Das alte Feuerwehrgerätehaus liegt nur ein paar hundert Meter von der Kirche entfernt, so wie fast alles in einem Dorf, das im Grunde nur aus drei großen Straßen besteht, der L 257, die sich durch den Ort schlängelt, die Ober- und die Unterstraße. Beide waren in der Nacht mit der Löschgruppe Morschenich im Einsatz und haben alles getan, das Feuer einzudämmen. „Das hätte nicht auch noch sein müssen“, sagt Bongart. „Die Brandursache ist bis heute nicht geklärt.“
Umsiedlung: „Das Wissen, wir müssen hier irgendwann weg, war immer da“
Als er noch ein Kind war, fügt er hinzu, „habe ich gar nicht verstanden, dass das Dorf eines Tages abgebaggert werden wird. Wir sind hier glücklich aufgewachsen, hatten ganz viel Platz zum Spielen. Hier kannte jeder jeden. Irgendwann habe ich zum ersten Mal Notiz davon genommen, dass wir hier alle wegmüssen“, sagt Bongart. Zwei Jahre später war es dann so weit. „Erst viel später ist mir klar geworden: Hier kannst Du vielleicht mal mit Deinen Kindern oder Enkelkindern mit einem Segelboot rumfahren und erzählen, dass Du hier geboren und aufgewachsen bist. Aber das wird Dir keiner glauben. Die Straßen, die Nachbarhäuser, wo man als Kind geklingelt hat, alles weg. Es wird keinen Ort mehr geben, an den Du zurückkehren kannst.“
Beide Familien, die seit Generationen hier zuhause waren, haben Alt-Morschenich vor fünf Jahren verlassen.

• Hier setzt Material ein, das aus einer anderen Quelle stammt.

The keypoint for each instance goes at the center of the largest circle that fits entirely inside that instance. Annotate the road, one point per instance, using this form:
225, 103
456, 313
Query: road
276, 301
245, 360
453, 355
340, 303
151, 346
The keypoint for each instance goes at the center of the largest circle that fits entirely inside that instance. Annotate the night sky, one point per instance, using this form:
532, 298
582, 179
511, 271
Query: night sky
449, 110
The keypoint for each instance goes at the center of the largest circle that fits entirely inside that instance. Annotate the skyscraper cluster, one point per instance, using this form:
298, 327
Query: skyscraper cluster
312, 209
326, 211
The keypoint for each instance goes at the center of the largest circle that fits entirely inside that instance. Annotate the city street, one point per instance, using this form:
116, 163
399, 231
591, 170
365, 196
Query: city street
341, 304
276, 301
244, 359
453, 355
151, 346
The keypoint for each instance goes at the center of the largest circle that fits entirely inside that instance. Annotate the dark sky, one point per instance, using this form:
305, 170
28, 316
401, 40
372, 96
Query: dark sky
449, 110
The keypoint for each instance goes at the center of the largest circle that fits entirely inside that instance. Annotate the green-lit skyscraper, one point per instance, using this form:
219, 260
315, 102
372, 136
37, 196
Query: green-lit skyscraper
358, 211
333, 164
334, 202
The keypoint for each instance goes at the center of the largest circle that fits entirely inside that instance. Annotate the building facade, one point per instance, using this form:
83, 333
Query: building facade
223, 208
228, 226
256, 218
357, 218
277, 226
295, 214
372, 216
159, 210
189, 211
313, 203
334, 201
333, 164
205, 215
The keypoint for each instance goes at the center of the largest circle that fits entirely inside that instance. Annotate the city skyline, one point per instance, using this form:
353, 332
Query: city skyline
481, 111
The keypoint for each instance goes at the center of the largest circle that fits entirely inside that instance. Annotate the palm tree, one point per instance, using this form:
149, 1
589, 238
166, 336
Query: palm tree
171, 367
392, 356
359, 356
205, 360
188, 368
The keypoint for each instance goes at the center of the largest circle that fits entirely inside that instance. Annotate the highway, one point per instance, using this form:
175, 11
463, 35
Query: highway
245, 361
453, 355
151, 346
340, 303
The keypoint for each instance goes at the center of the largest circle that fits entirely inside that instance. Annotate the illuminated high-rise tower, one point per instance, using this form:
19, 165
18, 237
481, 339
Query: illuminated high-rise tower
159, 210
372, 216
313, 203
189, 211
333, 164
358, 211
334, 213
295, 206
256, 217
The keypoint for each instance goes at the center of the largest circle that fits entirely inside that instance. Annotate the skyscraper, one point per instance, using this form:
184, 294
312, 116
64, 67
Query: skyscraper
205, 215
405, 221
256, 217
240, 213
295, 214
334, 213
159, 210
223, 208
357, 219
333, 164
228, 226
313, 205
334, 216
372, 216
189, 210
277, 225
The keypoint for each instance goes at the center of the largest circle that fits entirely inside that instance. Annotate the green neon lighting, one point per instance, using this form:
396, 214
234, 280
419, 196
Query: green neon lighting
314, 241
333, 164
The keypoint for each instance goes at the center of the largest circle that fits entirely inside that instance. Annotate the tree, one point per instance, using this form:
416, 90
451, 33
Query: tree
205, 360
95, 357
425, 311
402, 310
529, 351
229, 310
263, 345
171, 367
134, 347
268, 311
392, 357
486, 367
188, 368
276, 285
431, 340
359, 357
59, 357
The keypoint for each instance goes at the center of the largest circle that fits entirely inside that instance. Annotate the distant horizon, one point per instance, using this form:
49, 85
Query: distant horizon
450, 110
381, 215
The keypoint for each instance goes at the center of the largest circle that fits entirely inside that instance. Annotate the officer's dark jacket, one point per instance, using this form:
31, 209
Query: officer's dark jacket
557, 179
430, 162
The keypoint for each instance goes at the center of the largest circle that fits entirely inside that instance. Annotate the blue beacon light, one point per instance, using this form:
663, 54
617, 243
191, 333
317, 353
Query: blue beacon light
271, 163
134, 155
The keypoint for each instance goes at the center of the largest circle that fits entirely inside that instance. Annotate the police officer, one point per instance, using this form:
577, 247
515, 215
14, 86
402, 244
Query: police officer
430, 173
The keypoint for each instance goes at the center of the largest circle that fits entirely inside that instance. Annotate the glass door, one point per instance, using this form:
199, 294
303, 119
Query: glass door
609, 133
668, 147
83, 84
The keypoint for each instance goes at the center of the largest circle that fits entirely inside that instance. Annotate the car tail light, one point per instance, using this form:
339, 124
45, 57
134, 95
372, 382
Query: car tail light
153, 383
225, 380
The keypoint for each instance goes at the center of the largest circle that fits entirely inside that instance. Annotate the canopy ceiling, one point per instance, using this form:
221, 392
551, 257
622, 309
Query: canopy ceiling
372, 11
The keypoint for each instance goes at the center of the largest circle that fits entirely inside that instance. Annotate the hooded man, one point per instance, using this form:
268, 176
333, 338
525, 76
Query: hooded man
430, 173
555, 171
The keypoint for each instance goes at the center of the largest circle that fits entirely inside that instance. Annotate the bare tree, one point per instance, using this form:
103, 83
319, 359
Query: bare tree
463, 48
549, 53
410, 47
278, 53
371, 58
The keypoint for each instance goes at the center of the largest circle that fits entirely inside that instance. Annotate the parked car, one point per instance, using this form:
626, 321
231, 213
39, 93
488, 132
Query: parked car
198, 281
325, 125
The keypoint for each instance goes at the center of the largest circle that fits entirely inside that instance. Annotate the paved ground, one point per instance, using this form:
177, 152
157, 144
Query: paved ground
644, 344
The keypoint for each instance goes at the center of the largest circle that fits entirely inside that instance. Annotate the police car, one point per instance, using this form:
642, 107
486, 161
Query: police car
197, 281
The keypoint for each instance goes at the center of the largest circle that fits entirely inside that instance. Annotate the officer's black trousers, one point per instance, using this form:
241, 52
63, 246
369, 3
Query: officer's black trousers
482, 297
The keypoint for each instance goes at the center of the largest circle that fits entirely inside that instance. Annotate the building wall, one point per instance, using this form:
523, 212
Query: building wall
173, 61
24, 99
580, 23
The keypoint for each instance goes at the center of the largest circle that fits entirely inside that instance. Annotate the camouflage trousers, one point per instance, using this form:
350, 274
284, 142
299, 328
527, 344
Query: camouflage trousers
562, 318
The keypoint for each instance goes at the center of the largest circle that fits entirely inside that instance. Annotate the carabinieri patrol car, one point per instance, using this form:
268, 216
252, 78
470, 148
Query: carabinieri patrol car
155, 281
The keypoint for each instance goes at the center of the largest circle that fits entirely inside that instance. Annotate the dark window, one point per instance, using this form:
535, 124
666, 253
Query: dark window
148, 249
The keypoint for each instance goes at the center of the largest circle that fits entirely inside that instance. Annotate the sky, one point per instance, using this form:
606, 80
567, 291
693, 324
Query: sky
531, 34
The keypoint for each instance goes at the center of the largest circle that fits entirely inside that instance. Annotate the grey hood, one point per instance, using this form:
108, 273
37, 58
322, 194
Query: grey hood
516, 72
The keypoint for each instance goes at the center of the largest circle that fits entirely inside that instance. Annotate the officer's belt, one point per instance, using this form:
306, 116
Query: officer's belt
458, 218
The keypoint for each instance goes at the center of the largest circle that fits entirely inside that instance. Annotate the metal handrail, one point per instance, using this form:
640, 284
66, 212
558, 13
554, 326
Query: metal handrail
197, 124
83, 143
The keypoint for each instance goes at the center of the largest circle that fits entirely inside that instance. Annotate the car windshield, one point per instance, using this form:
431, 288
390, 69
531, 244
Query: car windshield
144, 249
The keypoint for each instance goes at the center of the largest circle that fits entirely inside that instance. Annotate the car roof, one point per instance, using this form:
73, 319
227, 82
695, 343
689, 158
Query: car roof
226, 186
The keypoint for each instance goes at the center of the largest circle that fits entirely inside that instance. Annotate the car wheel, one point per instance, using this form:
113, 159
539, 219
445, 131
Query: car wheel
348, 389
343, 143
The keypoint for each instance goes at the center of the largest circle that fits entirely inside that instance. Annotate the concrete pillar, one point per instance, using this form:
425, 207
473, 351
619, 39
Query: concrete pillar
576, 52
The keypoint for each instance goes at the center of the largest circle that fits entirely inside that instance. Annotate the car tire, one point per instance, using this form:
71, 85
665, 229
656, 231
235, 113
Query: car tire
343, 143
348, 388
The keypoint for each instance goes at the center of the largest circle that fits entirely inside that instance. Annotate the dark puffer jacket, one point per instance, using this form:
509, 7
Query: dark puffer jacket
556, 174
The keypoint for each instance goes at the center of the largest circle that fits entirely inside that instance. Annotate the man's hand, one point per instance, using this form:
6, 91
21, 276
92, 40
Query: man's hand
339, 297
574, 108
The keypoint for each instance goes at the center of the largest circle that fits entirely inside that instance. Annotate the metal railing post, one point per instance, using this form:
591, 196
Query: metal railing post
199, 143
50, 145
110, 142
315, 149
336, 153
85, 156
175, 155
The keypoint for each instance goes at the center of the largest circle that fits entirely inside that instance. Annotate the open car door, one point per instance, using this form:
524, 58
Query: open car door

Sein Freund Calvin Köcher ist abgeklärter mit der Situation umgegangen. „Das Wissen, wir müssen hier irgendwann weg, war immer da. Deshalb war die Umsiedlung für keinen von uns eine Überraschung“, erinnert er sich. „Die ältere Generation hat sich damit schwerer getan als wir. Für uns ist Heimat wohl mehr die Menschen als der Ort. Und die sind ja mitgezogen. Aus unserer Sicht war das zwar schade, aber machbar.“
Wie selbstverständlich es für alle Dorfbewohner war, dass gegen die Bagger jeder Widerstand gegen die Umsiedlung zwecklos ist, verrät ein Blick auf die Homepage der Gemeinde Merzenich. Unter dem Stichwort „Umsiedlung Morschenich“ findet sich bis heute der Eintrag: „Beginn der gemeinsamen Umsiedlung: 2015. Bergbauliche Inanspruchnahme: voraussichtlich 2024“.

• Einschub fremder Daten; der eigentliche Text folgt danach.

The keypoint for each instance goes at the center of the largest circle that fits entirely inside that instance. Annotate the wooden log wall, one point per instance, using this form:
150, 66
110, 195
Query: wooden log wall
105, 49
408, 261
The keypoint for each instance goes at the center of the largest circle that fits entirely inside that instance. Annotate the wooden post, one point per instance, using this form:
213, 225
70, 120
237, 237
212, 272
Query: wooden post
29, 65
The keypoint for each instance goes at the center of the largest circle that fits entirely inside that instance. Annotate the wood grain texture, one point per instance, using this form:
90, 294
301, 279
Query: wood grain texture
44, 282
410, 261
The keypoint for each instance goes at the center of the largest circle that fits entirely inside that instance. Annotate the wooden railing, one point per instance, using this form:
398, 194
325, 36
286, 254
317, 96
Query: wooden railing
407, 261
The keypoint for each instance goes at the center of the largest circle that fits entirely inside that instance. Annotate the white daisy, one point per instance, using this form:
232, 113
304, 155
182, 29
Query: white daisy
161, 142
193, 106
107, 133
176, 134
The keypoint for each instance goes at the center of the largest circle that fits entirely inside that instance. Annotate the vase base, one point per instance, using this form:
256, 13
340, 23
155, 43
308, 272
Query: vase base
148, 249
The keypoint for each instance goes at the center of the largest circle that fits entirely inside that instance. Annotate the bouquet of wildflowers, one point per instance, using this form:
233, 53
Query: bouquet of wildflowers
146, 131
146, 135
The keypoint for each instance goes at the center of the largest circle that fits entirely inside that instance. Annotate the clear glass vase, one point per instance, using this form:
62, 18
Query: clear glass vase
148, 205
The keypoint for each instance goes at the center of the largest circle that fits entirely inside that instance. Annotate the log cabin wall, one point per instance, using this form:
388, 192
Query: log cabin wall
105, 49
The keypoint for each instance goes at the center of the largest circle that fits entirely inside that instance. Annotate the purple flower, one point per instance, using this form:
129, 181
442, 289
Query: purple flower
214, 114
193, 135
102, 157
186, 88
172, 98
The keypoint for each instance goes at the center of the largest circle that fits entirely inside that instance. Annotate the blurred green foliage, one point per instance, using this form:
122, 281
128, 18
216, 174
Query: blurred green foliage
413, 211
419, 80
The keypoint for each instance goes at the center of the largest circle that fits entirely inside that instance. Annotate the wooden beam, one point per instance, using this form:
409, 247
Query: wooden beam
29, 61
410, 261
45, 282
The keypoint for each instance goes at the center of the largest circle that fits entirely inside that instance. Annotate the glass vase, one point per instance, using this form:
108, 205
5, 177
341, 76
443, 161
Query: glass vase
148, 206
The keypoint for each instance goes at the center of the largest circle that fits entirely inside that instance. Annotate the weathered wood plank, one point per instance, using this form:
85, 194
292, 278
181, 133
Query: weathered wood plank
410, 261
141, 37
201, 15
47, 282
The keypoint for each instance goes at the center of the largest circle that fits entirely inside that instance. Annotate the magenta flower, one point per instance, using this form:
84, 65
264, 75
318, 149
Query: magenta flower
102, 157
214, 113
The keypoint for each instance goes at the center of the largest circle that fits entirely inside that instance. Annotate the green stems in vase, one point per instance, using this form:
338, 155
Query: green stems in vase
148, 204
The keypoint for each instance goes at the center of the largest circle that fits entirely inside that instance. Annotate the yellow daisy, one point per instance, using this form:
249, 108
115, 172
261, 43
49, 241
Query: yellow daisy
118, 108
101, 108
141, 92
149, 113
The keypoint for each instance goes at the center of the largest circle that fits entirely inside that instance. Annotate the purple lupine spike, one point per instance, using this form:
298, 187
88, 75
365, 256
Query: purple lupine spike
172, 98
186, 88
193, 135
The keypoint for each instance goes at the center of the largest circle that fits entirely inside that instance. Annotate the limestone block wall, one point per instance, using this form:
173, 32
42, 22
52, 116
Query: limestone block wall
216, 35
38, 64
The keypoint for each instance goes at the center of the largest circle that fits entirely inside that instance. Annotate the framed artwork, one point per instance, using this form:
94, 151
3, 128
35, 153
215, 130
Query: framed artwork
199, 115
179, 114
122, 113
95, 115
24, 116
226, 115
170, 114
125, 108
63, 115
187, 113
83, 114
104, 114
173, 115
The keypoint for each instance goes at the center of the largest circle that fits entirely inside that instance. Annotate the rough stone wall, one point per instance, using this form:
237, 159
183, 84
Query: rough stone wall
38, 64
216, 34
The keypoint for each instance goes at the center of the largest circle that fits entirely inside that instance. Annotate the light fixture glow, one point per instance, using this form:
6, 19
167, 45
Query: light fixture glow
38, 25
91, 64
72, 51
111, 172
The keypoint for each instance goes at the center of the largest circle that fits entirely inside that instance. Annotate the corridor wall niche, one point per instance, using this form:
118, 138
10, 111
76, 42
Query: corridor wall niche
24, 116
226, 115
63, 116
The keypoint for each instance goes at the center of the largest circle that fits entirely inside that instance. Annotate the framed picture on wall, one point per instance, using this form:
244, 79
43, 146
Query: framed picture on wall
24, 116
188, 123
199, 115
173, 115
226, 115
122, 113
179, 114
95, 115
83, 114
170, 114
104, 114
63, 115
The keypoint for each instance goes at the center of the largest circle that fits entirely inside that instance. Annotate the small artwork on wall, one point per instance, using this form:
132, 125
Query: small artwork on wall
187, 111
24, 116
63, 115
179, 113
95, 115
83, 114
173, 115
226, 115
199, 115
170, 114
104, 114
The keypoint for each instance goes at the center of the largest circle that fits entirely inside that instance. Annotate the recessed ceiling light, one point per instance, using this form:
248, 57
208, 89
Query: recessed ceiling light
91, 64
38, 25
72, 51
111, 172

Erste Reaktion: „Wir mussten weg. Jetzt muss auch das Dorf verschwinden“
Für ihn sei die Nachricht, dass das Dorf doch erhalten bleibt, der größere Schock gewesen, sagt Köcher. „Die Klima-Aktivisten hatten ja ewig gefordert, dass der Hambacher Forst und unser Dorf erhalten bleiben. Wir haben das registriert, hatten aber keinerlei Kontakt. Das muss man ehrlich sagen. Hier hat keiner damit gerechnet, dass auf die Kohle im Boden verzichtet wird und wir zur Drehscheibe der Energiewende werden.“
Im ersten Moment hat Köcher wie die meisten der ehemaligen Dorfbewohner reagiert. „Wir mussten weg. Jetzt muss auch das Dorf verschwinden. Die Umsiedlung abschließen, den Ort plattmachen, Acker drauf und fertig. Ich wollte einen emotionalen Abschluss finden.“
Doch die Zweifel seien recht schnell gekommen. Und ein gewisses Maß an Unsicherheit. Was wird aus unseren Häusern? Wie wird es mit dem Ort weitergehen? Was hat die Politik damit vor? Welche Kaufinteressenten gibt es? Und welche Konzepte? „Zwischen all diesen Fragen stecken unsere Erinnerungen und unsere Verbundenheit zu Morschenich.“
Und so haben die Freunde gemeinsam entschieden: Wir wollen zurück in unser Dorf. Möglichst in unsere alten Häuser. Lennart Bongart, angehender Meister für Wasser- und Gasnetze bei einem Netz- und Messstellenbetreiber, und Calvin Köcher, Informatiker bei einem großen Übertragungsnetzbetreiber und dort verantwortlich für die Leitsysteme, sind die Ersten, die das so klar kommunizieren.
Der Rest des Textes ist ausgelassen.